Expect more tough pricing news for South Africa next week

 ·12 Apr 2024

Stats SA will publish South Africa’s latest consumer inflation figures next week (17 April), with economists expecting another tough month for anyone looking for pricing relief.

Inflation in February came in slightly higher than expectations at 5,.6%, moving in the opposite direction of the target (4.5%) set by the South African Reserve Bank (SARB).

The CPI print has been slowly ticking higher in 2024 and has been above the 5.0% YoY mark since September 2023.

For March, economists expect the rate to once again be above 5.0%, but slightly lower than in February, with Nedbank predicting a 5.5% landing.

“We forecast consumer inflation to edge to 5.5% after surprising at 5.6% in February from 5.3% (in January),” the bank said.

In March, consumer prices are expected to have increased by 0.9%, continuing to be driven mainly by fuel prices.

The petrol price increased again by 5.2% mom in March following a 3.3% rise in February, with the rise reflecting the elevated price of Brent crude oil, which outweighed the effect of the modest appreciation of the rand/dollar exchange rate over the month.

“This pushed the yoy growth in the petrol price to around 6% from 5.5%,” Nedbank said.

The group said that March is a heavier survey month, with items such as actual rentals for housing, owners’ equivalent rent, electricity and other fuels, school and university fees, as well as local bus fares scheduled for the survey.

These will likely contribute to the monthly and annual price increases.
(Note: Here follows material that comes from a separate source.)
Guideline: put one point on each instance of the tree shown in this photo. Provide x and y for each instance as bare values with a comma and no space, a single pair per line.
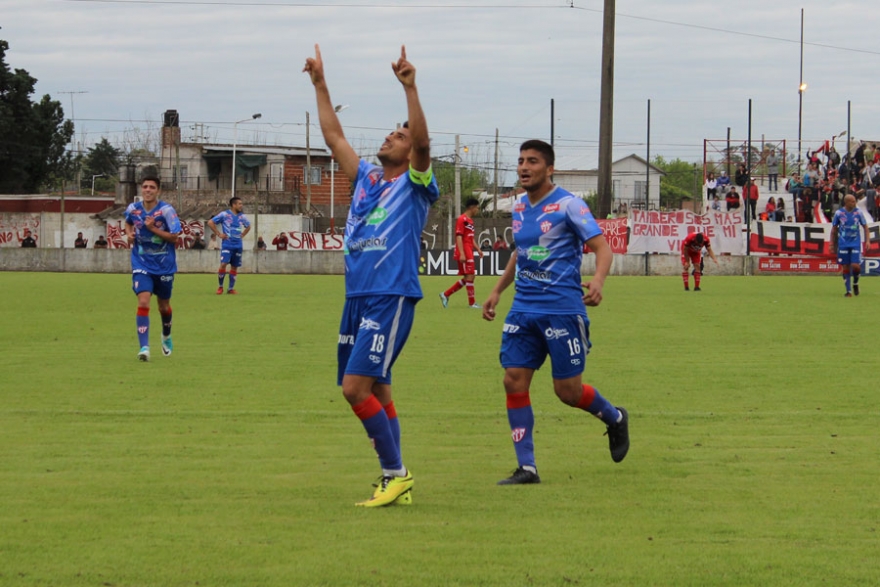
33,135
679,182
However, it added that further moderation in food prices should help counter these increases.

Economists at the Bureau for Economic Research (BER) said that March’s inflation figure should come in lower than February, positing that February is also likely to be the peak rate for 2024 (with the caveat that inflation is unlikely to dip below 5.0% until the second half of the year).
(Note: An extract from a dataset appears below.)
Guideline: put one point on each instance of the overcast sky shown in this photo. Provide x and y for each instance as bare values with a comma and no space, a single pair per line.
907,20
“A hefty petrol price increase (in March) likely supported the m-o-m rate in the overall CPI. However, due to a higher base, headline CPI is expected to have moderated very slightly,” the BER said.

Investec chief economist Annabel Bishop said that South Africa is currently facing inflationary pressure on several fronts, including fuel prices, food prices and taxes – and while the March print is likely to be lower than some projections, the SARB is still likely to view it as unfavourable.

This is key to prospects for interest rate cuts in South Africa this year, with the growing narrative being that they will remain higher for longer – with some even betting that the cutting cycle will not happen in 2024 at all.

“March will also see some pressure from sin tax increases in the budget as the prices of alcohol and tobacco products rose – although there is a slight statistical base effect which will exert some, although not much, downwards pressure,” Bishop said.

“Looking forward, the risks are tilted to the upside for inflation for the year as a whole, from both food and fuel prices for SA. Underlying inflationary pressures have strengthened, all of which support the delay in SA’s interest rate cut cycle.”